HS2 blamed the increased costs on programme scope changes, delays in planning consents and supply chain pressures in the wake of the pandemic and the war in Ukraine.

But Merriman said his department had calculated an estimated phase-one cost of £45bn to £54bn, using the same HS2 data but different assumptions on how much remaining cost risk remained addressable.

“[HS2’s cost prediction] is a very significant upwards revision compared with HS2 Ltd’s previous projections and is a wide range in comparison to the scope of the remaining work,” he said in a written statement to Parliament.

Merriman said he rejects HS2’s new estimate because it had been drawn up before the decision to cancel the second leg of the scheme, which would have seen the high-speed link extended to Manchester and the East Midlands.

He also said the Department for Transport had made “different assumptions” on, for example, how future risks could be mitigated and how revised incentives could impact the costs of completing civils and systems work.

Merriman said he had asked HS2 chair Sir Jon Thompson to update HS2’s cost estimate and provide an action plan setting out how the scheme would be delivered under its revised scope at the lowest reasonable cost.

A spokesperson for HS2 said the project was one “of unprecedented scale and complexity”.

“Rising costs were caused by multiple factors including delays in planning and environmental consents, programme scope changes, and supply chain pressures linked to the pandemic and Ukraine war,” he said.

“With hindsight, estimations made prior to full construction by the government and HS2 Ltd were overly optimistic and delivery performance did not fully match expectations.”

Under the leadership of Sir Jon Thompson, HS2 was committed to learning lessons of the past few years and controlling costs, he added.

On Tuesday (14 November), the chief executive of the Infrastructure and Projects Authority (IPA) defended his organisation against claims that it should further scrutinise cost estimates provided by HS2.

In response to suggestions that the company had concealed the scale of the cost pressures, Harriett Baldwin, chair of the treasury select committee, said that it was the IPA’s job to “get to the bottom” of the estimated figures.

But IPA boss Nick Smallwood said: “We only have the material and data made available by HS2, and we had the same data as the department got, so it’s on the basis of that data that we did our analysis.”

The authority declared HS2 “unachievable” in July, citing major issues with the project’s definition, schedule and budget.
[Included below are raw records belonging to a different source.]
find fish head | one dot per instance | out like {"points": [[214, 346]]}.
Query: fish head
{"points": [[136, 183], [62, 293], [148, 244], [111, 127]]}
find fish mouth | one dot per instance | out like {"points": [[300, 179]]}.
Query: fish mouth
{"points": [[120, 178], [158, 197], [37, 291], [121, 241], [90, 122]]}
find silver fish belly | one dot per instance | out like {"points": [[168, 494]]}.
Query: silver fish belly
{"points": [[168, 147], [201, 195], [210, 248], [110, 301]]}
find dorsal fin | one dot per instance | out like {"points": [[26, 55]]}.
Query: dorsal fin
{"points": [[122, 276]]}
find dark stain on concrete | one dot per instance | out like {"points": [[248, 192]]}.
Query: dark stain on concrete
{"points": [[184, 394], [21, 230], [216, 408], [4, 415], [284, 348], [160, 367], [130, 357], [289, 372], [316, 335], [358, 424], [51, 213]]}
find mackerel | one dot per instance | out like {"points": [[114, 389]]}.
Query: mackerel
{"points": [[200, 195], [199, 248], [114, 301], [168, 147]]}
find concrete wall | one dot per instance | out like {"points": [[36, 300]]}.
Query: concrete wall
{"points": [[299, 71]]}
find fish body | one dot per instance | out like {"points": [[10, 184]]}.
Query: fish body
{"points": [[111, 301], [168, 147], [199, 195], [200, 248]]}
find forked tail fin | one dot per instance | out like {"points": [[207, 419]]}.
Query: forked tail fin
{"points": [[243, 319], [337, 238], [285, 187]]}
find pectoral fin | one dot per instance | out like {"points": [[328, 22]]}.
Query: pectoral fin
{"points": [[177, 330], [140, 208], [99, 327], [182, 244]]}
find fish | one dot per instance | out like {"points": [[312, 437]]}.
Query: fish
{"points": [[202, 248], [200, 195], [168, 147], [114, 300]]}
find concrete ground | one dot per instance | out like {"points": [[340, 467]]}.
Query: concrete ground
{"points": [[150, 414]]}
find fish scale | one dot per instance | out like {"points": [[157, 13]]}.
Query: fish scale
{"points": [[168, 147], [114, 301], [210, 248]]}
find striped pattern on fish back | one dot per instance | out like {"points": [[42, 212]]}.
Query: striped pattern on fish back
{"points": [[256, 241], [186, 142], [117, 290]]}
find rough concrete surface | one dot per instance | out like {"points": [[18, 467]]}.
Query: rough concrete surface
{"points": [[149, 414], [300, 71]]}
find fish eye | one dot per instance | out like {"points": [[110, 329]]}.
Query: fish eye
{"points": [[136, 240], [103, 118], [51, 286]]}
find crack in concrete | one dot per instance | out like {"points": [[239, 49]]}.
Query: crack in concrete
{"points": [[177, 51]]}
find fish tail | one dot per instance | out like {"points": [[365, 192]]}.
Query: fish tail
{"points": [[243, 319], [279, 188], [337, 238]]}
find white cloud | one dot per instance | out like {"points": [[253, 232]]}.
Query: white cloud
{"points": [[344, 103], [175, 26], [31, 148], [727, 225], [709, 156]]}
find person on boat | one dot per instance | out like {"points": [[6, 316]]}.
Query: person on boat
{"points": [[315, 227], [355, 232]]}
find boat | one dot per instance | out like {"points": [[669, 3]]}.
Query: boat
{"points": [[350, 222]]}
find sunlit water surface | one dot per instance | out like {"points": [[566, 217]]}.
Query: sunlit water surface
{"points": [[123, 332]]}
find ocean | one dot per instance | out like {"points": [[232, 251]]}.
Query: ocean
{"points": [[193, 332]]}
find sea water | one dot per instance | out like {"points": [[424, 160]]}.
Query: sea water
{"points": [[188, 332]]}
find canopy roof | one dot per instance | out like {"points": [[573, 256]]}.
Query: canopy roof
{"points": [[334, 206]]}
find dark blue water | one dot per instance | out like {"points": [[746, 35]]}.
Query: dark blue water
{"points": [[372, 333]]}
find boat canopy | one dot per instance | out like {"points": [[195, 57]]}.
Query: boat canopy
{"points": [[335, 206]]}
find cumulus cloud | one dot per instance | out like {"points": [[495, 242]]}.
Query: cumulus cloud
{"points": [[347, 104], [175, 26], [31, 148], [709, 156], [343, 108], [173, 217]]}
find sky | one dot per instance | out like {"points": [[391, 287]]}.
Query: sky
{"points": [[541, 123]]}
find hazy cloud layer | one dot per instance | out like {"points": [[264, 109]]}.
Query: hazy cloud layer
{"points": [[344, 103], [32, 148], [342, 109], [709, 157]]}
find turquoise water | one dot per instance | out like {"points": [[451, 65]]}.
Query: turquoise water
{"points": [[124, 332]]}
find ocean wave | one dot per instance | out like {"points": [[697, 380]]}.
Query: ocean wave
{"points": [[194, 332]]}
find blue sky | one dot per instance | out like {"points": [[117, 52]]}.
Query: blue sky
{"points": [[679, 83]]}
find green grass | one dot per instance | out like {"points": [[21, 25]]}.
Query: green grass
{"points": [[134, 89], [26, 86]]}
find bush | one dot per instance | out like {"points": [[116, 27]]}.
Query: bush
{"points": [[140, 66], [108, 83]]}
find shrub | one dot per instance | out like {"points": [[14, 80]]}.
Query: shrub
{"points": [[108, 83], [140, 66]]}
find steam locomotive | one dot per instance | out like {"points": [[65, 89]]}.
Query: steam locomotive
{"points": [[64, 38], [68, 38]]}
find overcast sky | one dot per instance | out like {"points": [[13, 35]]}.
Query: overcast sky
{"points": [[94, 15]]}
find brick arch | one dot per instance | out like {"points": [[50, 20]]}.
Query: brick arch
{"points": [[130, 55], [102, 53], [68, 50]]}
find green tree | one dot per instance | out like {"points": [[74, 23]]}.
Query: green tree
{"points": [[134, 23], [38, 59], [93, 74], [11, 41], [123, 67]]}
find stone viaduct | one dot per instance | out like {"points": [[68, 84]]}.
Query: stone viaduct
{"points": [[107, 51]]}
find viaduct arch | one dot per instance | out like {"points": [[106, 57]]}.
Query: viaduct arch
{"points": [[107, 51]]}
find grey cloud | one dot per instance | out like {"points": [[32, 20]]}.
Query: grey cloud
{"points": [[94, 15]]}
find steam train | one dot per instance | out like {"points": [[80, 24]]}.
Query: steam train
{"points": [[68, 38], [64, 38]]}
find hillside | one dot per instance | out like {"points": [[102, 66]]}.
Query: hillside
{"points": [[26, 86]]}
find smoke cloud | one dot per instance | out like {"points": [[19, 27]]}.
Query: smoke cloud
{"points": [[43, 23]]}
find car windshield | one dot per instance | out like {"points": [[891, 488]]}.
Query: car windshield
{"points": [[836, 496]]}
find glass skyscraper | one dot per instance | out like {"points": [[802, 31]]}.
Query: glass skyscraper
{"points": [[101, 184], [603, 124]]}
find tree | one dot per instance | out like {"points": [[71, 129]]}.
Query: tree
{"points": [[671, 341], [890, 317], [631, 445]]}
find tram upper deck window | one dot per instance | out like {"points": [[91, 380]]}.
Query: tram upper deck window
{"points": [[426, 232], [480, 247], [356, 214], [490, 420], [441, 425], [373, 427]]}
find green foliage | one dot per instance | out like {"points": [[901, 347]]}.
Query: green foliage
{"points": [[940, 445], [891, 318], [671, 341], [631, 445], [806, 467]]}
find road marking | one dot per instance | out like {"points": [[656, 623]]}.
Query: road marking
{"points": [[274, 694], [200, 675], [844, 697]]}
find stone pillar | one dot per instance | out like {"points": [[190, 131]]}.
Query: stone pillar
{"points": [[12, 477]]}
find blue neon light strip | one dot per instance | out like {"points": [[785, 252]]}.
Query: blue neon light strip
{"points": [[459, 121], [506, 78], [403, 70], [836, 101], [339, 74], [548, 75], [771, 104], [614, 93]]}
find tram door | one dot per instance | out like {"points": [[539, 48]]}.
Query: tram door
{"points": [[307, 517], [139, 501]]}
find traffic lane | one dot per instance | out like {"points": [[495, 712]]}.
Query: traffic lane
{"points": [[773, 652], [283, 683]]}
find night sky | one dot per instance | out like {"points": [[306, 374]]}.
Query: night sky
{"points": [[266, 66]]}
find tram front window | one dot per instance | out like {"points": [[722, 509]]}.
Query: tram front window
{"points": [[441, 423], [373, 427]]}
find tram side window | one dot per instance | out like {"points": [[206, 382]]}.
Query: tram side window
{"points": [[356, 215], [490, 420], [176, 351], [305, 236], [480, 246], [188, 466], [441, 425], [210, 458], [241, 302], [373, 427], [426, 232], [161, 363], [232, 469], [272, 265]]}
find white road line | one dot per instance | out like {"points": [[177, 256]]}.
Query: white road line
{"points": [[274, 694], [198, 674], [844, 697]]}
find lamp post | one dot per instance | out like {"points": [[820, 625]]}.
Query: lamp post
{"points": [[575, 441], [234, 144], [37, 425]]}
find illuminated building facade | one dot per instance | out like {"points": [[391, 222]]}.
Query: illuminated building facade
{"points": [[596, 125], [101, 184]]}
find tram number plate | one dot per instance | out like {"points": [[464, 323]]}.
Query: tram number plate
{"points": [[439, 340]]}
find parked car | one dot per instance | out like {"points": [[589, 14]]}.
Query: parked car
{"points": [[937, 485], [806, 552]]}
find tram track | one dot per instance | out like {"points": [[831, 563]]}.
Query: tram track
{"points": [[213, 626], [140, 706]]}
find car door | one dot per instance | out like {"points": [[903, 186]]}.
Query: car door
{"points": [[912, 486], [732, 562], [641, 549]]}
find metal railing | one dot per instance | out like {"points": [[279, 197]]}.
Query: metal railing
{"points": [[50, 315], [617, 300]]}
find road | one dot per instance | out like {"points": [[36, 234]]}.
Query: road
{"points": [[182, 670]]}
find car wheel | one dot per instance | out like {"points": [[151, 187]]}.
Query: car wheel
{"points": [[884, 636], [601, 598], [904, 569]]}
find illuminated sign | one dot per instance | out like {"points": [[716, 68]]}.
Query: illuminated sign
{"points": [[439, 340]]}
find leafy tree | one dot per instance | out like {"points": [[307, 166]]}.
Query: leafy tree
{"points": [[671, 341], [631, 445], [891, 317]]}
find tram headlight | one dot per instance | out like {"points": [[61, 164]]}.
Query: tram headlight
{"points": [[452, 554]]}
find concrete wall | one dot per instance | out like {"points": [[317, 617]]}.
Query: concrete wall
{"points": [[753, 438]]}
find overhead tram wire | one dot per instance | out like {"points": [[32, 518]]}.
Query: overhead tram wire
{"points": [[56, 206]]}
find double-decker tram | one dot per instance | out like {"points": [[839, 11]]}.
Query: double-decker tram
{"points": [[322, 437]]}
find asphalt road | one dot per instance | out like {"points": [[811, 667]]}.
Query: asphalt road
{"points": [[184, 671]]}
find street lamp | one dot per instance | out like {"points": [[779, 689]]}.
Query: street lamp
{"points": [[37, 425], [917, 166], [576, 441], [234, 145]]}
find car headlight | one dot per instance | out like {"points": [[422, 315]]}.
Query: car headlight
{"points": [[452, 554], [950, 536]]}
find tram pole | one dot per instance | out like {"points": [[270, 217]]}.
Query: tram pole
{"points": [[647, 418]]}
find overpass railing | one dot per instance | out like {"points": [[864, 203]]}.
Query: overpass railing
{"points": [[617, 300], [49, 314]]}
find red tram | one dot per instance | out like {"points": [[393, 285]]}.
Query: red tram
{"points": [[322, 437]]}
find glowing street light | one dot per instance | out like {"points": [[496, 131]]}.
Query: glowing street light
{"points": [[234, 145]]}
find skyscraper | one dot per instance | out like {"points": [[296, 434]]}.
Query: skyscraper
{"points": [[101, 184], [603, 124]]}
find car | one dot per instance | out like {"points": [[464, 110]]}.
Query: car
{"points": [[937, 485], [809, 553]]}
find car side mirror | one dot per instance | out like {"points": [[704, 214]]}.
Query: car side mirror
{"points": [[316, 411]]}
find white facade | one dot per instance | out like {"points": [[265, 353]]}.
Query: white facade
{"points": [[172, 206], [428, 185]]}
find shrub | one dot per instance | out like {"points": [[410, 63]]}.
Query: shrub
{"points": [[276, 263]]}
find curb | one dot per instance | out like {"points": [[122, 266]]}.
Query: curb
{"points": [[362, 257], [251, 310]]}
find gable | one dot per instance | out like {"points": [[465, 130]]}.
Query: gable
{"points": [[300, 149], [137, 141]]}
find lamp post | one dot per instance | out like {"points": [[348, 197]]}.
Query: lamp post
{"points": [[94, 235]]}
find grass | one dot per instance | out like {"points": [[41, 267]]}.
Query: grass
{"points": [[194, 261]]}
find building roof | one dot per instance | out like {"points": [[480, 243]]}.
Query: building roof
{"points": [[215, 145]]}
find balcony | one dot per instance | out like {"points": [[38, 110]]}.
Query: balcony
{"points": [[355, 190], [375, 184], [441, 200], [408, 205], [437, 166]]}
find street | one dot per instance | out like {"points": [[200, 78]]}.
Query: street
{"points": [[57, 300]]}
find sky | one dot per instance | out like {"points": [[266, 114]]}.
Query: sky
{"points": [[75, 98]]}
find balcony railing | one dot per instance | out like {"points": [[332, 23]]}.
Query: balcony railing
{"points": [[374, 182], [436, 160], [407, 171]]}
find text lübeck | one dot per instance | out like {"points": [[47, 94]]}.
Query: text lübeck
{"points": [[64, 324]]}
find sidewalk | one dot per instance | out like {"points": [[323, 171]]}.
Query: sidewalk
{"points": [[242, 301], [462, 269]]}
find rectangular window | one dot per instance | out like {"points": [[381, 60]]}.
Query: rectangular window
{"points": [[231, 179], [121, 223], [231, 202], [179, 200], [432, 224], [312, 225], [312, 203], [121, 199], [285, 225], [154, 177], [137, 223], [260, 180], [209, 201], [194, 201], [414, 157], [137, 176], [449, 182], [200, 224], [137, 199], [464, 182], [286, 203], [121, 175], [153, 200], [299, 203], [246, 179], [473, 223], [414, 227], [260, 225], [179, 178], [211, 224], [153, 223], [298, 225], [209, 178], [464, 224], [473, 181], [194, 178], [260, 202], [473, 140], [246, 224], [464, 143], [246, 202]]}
Asked whether the figures provided by HS2 had been audited by the IPA, Smallwood said: “I would not use the word audit, I would say we reviewed that data.”

He told the committee that he had said shortly after being appointed in 2019 that the HS2 project probably was over-engineered and over-specified, but given the project was already underway there would have been cost penalties in changing it, so the advice was given to carry on.

His experience of first-of-a-kind projects is that they almost invariably lead to overspends as costs are difficult to estimate, he said.